## How to get probabilities wrong

2010-01-30

A couple of days ago, one of my friends asked me to calculate some probability related to Texas hold’em. The probability he wanted to calculate was quite simple, but exactly this is the problem. The easier it looks to calculate, the more opportunities for mistake. This reverse can be also true, if it’s hard to calculate you probably won’t even try.

The problem is the following: given that the 2 cards you have in your hand are of the same suit, what is the probability that you will get 4 cards of the same suit after the flop.

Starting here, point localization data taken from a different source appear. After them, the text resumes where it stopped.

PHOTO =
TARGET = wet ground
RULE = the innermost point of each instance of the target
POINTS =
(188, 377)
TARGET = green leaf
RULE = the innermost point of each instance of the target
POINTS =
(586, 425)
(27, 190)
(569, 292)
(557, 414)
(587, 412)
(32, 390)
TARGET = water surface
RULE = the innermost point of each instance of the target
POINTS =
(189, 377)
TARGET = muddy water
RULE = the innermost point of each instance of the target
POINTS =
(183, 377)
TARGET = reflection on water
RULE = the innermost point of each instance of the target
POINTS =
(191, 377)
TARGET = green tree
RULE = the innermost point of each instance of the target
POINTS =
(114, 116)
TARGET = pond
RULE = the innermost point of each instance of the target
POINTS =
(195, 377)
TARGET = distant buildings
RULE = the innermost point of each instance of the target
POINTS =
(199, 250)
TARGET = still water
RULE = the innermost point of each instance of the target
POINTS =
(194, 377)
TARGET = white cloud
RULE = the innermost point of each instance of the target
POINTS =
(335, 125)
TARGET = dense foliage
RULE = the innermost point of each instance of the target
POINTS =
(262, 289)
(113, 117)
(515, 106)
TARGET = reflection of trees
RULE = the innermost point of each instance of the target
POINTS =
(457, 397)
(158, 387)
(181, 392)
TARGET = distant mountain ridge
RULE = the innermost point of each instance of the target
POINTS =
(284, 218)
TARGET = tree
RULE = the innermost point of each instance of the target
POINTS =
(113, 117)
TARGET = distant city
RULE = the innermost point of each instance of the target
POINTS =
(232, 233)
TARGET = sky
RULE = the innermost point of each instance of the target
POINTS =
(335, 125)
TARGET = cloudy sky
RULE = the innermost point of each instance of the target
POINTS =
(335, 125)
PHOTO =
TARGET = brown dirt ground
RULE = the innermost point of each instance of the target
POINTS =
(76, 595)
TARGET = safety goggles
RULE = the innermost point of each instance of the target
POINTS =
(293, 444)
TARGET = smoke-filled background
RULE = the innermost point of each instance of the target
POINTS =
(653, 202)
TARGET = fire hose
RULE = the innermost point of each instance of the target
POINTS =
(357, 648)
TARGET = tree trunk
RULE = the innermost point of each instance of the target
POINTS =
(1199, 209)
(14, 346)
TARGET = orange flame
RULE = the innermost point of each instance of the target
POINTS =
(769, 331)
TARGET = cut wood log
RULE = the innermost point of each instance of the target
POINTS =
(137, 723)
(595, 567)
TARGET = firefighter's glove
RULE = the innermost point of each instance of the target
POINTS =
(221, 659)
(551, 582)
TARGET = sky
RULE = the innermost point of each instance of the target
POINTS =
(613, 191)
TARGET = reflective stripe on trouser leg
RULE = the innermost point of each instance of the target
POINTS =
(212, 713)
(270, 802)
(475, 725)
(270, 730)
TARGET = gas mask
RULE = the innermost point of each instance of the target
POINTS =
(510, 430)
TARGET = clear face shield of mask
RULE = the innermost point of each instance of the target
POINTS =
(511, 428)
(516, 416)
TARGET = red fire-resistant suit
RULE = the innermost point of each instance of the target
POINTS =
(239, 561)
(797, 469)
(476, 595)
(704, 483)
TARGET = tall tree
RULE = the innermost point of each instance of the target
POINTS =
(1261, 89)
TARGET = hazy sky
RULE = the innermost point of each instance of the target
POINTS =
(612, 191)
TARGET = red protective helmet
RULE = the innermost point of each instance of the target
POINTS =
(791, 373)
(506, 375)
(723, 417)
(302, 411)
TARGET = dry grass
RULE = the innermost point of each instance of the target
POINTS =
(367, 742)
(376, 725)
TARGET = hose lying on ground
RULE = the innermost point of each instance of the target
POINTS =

Since people learn from their mistakes, but smart people learn from other people’s mistakes, lets see how to calculate this probability. The way it works is that you know 2 cards so you have 50 left. Now, it can be argued that the other players have each 2 cards too, thus it will be less than 50 cards in the game. But from your point of view it really doesn’t matter if the other players have cards or how many players are there. Imagine the following scenarios:

• You have a pack of 52 cards. You give yourself 2 cards, then you draw some cards and just leave them on the table, then you draw 3 more and put them face up (the flop in Texas hold’em). Here it is obvious that you have 50 cards and you just draw 3 of them randomly
• You have a pack of 52 cards. You give 2 cards to you and a number of other players and then draw 3 more and place them face up. There is no difference in the way the cards are drawn compared to the previous scenario.

Of course if you would knew the cards of the other players you could calculate more accurately the probability that we’re looking for. But based only on the knowledge of your 2 cards you can use the first scenario regardless of the number of players at the table. It’s the same as if you have a dice. If you just know it’s just a dice you can say the probability to get the number 1 is 1/6. But if you would know in detail the mass distribution of the material of the dice, the initial position of the dice, and the initial force and moment you could give a more accurate probability to get number 1. But this is already getting into the philosophy of probability so lets leave this for another post.

So we have 50 cards and we draw 3 of them. This means C(50, 3) is the total number of outcomes. But we already have 2 card of a particular suit and we want 2 more of the same suit. Since we are left with 11 cards of our suit of interest in the rest of the cards, and we want any 2 of them that means C(11, 2) favorable outcomes. And for the third card in the flop we can have anything else, so that means 50 – 2 = 48 outcomes. This gives us:

$p = \frac{C(11, 2) \cdot 49}{C(50, 3)} = 13.47\%$

(Un)fortunately we had the right result, and it wasn’t what we got. The mistake was that for the third card we multiplied by the number of cards remaining in the deck. However there are cards of the same suit after we draw the 4 we were interested in. So what we calculated was the probability to get 4 or 5 cards of the same suit after the flop. The requirement was to calculate the probability to get only 4 cards of the same suit.

So the correct answer if that for the third card we can have any card of another suit. That means 39 outcomes giving the right result of:

$p = \frac{C(11, 2) \cdot 39}{C(50, 3)} = 10.94\%$